Opinion
Pourquoi je suis
contre l'aide internationale à la Tunisie
Hassouna Mansouri
Lundi 30 mai 2011
Ce n’est certes pas par hasard que le Premier Ministre
tunisien (du gouvernement provisoire) s’est rendu en France pour
rencontrer Nicolas Sarkozy quelques jours seulement avant le G8
de Deauville. Cela faisait parti des préparatifs du sommet dont
l’une des décisions aura été l’octroie d’une aide de 14
milliards à la Tunisie et à l’Égypte pour financer le processus
de transition dans lequel les deux pays sont engagés. Or, cette
aide participe d’une politique internationale fondée sur le
mécanisme de la « dette odieuse » qui a toujours soutenu,
légitimé et renforcé les anciens régimes.

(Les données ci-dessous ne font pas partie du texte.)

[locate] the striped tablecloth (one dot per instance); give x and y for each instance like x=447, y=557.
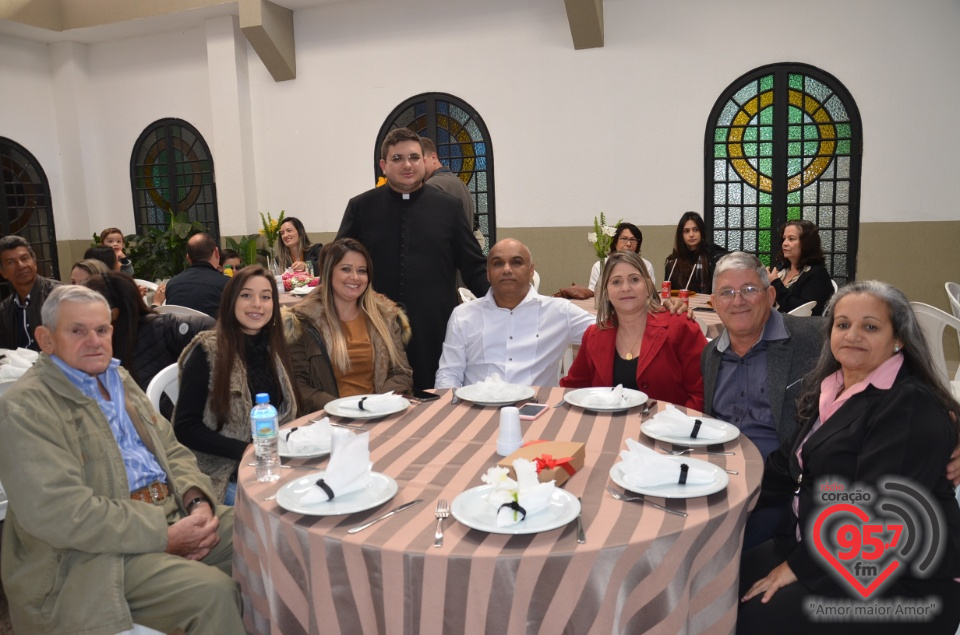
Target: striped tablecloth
x=641, y=570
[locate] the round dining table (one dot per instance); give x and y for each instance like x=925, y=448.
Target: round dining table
x=639, y=570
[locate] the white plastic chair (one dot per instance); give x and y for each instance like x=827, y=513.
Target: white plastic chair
x=466, y=295
x=166, y=381
x=178, y=310
x=804, y=310
x=933, y=321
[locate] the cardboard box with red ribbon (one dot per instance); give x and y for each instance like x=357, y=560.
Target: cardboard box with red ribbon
x=555, y=460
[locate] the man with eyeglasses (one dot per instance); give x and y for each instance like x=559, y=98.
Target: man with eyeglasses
x=418, y=239
x=20, y=313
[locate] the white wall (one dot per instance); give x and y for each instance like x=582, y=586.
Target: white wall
x=617, y=129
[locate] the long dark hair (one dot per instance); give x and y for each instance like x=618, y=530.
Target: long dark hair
x=122, y=294
x=231, y=339
x=811, y=250
x=916, y=354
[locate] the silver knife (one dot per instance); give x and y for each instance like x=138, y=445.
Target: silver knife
x=387, y=515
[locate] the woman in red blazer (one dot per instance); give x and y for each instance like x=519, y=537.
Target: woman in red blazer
x=636, y=342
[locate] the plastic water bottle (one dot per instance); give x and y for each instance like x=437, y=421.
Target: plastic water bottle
x=263, y=420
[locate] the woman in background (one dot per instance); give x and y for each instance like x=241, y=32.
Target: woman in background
x=294, y=249
x=802, y=276
x=112, y=237
x=346, y=339
x=690, y=265
x=222, y=371
x=638, y=343
x=628, y=237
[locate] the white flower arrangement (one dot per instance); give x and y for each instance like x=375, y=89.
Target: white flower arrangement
x=602, y=235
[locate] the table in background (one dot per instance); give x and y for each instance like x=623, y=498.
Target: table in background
x=641, y=570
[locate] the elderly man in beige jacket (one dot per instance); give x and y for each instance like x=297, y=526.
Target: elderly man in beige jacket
x=110, y=523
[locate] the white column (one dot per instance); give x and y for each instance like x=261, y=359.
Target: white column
x=232, y=143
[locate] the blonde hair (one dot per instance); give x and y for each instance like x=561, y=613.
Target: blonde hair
x=606, y=314
x=330, y=257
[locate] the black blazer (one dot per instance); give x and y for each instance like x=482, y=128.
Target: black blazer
x=902, y=431
x=813, y=284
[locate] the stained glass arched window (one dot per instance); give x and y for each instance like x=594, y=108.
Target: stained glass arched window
x=171, y=170
x=463, y=145
x=784, y=142
x=25, y=207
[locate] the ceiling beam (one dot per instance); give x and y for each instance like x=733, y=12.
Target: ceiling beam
x=586, y=23
x=269, y=29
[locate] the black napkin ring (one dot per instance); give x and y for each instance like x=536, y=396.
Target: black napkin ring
x=515, y=506
x=326, y=488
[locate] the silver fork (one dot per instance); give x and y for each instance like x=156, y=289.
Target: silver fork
x=693, y=451
x=443, y=510
x=641, y=499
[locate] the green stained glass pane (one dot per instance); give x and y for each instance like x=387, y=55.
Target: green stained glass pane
x=746, y=93
x=835, y=107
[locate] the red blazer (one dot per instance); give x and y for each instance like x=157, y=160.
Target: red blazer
x=668, y=368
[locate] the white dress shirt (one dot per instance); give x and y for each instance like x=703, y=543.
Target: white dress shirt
x=524, y=344
x=598, y=269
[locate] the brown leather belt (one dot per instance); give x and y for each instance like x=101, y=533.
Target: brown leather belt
x=155, y=492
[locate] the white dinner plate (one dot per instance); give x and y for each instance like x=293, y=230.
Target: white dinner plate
x=511, y=394
x=346, y=407
x=632, y=398
x=323, y=451
x=378, y=491
x=675, y=490
x=730, y=432
x=471, y=509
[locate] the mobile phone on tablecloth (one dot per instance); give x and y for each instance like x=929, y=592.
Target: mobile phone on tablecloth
x=530, y=411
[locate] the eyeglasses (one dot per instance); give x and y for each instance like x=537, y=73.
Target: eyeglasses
x=749, y=293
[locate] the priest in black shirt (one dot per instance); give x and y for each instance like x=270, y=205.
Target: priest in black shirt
x=418, y=239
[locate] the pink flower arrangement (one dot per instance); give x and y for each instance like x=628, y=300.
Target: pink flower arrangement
x=294, y=279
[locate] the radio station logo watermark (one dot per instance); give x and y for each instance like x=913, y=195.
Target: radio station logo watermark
x=867, y=538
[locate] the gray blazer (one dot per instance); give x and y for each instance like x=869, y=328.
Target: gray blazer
x=787, y=361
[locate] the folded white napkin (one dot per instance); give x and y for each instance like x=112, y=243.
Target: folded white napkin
x=642, y=467
x=532, y=496
x=673, y=423
x=312, y=439
x=348, y=470
x=493, y=388
x=387, y=402
x=606, y=399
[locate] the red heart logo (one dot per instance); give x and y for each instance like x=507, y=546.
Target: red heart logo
x=865, y=591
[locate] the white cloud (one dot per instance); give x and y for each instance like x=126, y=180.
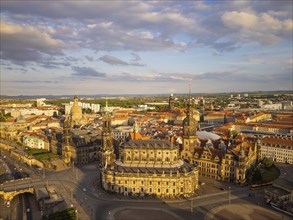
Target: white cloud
x=20, y=43
x=262, y=27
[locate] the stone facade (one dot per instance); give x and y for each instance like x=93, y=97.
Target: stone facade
x=145, y=167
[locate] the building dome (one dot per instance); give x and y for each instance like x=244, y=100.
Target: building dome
x=75, y=112
x=204, y=135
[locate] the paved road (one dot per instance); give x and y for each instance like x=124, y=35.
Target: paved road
x=79, y=187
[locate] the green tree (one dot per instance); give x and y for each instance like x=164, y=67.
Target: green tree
x=267, y=162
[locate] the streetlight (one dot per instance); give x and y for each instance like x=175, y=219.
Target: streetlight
x=229, y=195
x=191, y=205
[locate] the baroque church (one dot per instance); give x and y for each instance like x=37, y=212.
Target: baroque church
x=145, y=167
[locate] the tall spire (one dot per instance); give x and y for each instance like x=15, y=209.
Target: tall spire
x=189, y=110
x=189, y=85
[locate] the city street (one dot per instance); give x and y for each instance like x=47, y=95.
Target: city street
x=80, y=188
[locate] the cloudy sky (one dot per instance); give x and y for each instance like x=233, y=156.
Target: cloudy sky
x=145, y=47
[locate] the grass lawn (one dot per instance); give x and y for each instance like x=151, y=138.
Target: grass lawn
x=41, y=154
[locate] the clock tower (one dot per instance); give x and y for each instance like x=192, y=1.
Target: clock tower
x=108, y=155
x=189, y=132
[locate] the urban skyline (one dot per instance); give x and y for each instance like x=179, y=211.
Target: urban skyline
x=127, y=47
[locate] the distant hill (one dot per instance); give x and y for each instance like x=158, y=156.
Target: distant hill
x=138, y=95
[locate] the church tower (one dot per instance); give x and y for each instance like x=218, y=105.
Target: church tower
x=189, y=131
x=66, y=140
x=241, y=168
x=107, y=154
x=171, y=102
x=75, y=113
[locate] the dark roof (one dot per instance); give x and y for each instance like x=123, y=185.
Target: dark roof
x=184, y=168
x=159, y=144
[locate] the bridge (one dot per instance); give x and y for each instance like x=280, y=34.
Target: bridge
x=12, y=188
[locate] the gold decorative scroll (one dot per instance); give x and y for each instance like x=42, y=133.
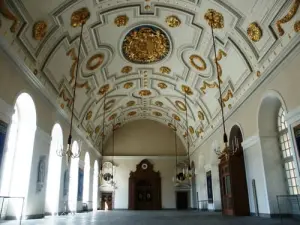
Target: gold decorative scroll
x=39, y=30
x=9, y=15
x=74, y=57
x=80, y=17
x=292, y=12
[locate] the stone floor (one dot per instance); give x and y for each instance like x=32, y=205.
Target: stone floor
x=152, y=218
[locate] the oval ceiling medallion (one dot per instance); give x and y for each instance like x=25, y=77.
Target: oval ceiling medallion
x=254, y=32
x=103, y=89
x=162, y=85
x=186, y=89
x=132, y=113
x=176, y=117
x=130, y=103
x=159, y=104
x=157, y=114
x=144, y=93
x=112, y=117
x=145, y=44
x=109, y=104
x=180, y=105
x=128, y=85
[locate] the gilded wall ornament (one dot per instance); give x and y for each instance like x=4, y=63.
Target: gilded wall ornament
x=254, y=32
x=109, y=104
x=165, y=70
x=103, y=89
x=180, y=105
x=292, y=12
x=173, y=21
x=162, y=85
x=121, y=20
x=39, y=30
x=145, y=44
x=132, y=113
x=297, y=26
x=126, y=69
x=145, y=93
x=95, y=61
x=89, y=115
x=195, y=65
x=79, y=17
x=128, y=85
x=186, y=89
x=214, y=19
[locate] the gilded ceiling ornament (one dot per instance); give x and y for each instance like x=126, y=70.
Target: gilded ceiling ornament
x=126, y=69
x=39, y=30
x=157, y=114
x=130, y=103
x=162, y=85
x=196, y=66
x=186, y=89
x=297, y=26
x=254, y=32
x=172, y=126
x=128, y=85
x=121, y=20
x=165, y=70
x=109, y=104
x=176, y=117
x=5, y=11
x=292, y=12
x=95, y=61
x=103, y=89
x=159, y=104
x=79, y=17
x=208, y=85
x=214, y=19
x=180, y=105
x=173, y=21
x=132, y=113
x=145, y=93
x=89, y=115
x=145, y=44
x=112, y=117
x=201, y=115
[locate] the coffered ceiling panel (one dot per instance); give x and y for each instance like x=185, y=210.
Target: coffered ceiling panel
x=146, y=55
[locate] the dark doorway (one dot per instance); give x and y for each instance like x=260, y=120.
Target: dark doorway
x=182, y=200
x=106, y=201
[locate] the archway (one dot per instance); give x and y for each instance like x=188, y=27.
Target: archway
x=95, y=186
x=54, y=171
x=18, y=155
x=73, y=180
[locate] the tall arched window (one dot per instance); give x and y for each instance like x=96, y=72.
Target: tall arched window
x=18, y=154
x=86, y=178
x=73, y=182
x=95, y=186
x=54, y=171
x=288, y=160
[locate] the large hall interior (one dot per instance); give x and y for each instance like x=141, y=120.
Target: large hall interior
x=149, y=111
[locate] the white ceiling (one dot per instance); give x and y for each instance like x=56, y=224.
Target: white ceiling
x=242, y=59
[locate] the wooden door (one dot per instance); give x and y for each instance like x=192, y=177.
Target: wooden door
x=182, y=200
x=106, y=201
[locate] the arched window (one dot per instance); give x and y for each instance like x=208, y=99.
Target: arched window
x=86, y=178
x=95, y=186
x=288, y=160
x=73, y=182
x=54, y=171
x=18, y=154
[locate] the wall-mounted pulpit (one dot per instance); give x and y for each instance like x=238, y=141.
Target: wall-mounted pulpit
x=233, y=184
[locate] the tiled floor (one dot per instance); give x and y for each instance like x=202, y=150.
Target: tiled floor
x=153, y=218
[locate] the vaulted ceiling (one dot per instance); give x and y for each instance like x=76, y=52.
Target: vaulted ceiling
x=147, y=54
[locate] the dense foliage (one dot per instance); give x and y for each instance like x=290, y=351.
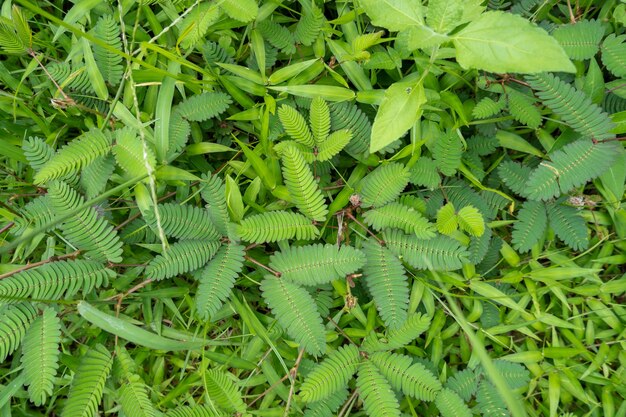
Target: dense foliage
x=312, y=208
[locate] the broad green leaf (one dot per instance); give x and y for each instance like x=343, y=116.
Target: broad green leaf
x=417, y=37
x=444, y=15
x=400, y=109
x=394, y=15
x=502, y=42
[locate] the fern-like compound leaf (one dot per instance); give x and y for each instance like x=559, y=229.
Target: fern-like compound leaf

Je suis donc contre
cette aide à la Tunisie …
- Parce qu’il me semble qu’il y a là une contradiction
insoutenable : le G8 ne veut pas changer sa politique à l’égard
de ces deux pays et revoir la logique de la dette
internationale, il ne peut donc aucunement être cohérent avec
lui-même et soutenir le changement que leurs populations
réclament ? . Le G8 n’a en effet jamais écouté les populations,
il a toujours prêté oreille seulement aux régimes corrompus tant
qu’ils servaient ses intérêts…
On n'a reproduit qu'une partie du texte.